As he said the last words my gaze was caught and riveted by the figure of a man strolling leisurely past the door of the cafe. It was Guido Ferrari—my friend! I would have rushed out to speak to him—but something in his look and manner checked the impulse as it rose in me. He was walking very slowly, smoking a cigar as he went; there was a smile on his face, and in his coat he wore a freshly-gathered rose La Gloire de France, similar to those that grew in such profusion on the upper terrace of my villa. I stared at him as he passed—my feelings underwent a kind of shock. He looked perfectly happy and tranquil, happier indeed than ever I remembered to have seen him, and yet—and yet, according to his knowledge, I, his best friend, had died only yesterday! With this sorrow fresh upon him, he could smile like a man going to a festa, and wear a coral-pink rose, which surely was no sign of mourning! For one moment I felt hurt, the next, I laughed at my own sensitiveness. After all, what of the smile, what of the rose! A man could not always be answerable for the expression of his countenance, and as for the flower, he might have gathered it en passent, without thinking, or what was still more likely, the child Stella might have given it to him, in which case he would have worn it to please her. He displayed no badge of mourning? True!—but then consider—I had only died yesterday! There had been no time to procure all those outward appurtenances of woe which social customs rendered necessary, but which were no infallible sign of the heart’s sincerity. Satisfied with my own self-reasoning I made no attempt to follow Guido in his walk—I let him go on his way unconscious of my existence. I would wait, I thought, till the evening—then everything would be explained.

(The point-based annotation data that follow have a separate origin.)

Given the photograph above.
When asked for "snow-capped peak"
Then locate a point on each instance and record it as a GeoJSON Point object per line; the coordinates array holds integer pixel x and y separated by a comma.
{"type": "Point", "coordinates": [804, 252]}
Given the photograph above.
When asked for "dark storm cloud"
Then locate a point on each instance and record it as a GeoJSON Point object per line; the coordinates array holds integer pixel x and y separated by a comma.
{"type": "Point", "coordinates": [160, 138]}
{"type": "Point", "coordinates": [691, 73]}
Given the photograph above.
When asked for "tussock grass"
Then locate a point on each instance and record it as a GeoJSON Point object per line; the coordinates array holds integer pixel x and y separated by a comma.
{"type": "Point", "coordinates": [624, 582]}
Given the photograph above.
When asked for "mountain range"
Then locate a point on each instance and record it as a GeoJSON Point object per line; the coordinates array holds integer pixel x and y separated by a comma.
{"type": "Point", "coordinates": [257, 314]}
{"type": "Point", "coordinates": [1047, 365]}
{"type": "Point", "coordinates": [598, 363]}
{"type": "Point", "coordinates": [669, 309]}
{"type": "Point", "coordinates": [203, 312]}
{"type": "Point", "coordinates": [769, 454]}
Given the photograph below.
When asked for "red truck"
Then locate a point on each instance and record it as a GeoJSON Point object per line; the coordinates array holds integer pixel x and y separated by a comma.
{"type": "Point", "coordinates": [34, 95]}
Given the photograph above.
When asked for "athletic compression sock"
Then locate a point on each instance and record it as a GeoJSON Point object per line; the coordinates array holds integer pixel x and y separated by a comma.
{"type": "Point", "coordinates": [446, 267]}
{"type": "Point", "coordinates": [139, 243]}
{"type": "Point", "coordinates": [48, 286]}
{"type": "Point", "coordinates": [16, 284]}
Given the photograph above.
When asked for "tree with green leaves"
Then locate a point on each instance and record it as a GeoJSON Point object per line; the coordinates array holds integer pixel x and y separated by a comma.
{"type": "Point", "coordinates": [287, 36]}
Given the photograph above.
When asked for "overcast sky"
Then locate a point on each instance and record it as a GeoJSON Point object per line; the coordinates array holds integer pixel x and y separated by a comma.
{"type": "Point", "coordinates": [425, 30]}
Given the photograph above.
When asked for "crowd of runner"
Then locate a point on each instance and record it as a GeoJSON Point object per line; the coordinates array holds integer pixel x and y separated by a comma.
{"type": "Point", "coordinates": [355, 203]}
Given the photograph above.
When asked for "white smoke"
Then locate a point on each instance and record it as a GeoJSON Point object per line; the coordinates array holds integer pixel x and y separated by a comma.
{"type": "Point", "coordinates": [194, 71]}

I turned to the landlord. “How much to pay?” I asked.
“What you will, amico” he replied—“I am never hard on the fisher folk—but times are bad, or you would be welcome to a breakfast for nothing. Many and many a day have I done as much for men of your craft, and the blessed Cipriano who is gone used to say that St. Peter would remember me for it. It is true the Madonna gives a special blessing if one looks after the fishers, because all the holy apostles were of the trade; and I would be loth to lose her protection—yet-”
I laughed and tossed him a franc. He pocketed it at once and his eyes twinkled.
“Though you have not taken half a franc’s worth,” he admitted, with an honesty very unusual in a Neapolitan—“but the saints will make it up to you, never fear!”
“I am sure of that!” I said, gayly. “Addio, my friend! Prosperity to you and our Lady’s favor!”
This salutation, which I knew to be a common one with Sicilian mariners, the good Pietro responded to with amiable heartiness, wishing me luck on my next voyage. He then betook himself anew to the polishing of his glasses—and I passed the rest of the day in strolling about the least frequented streets of the city, and longing impatiently for the crimson glory of the sunset, which, like a wide flag of triumph, was to be the signal of my safe return to love and happiness.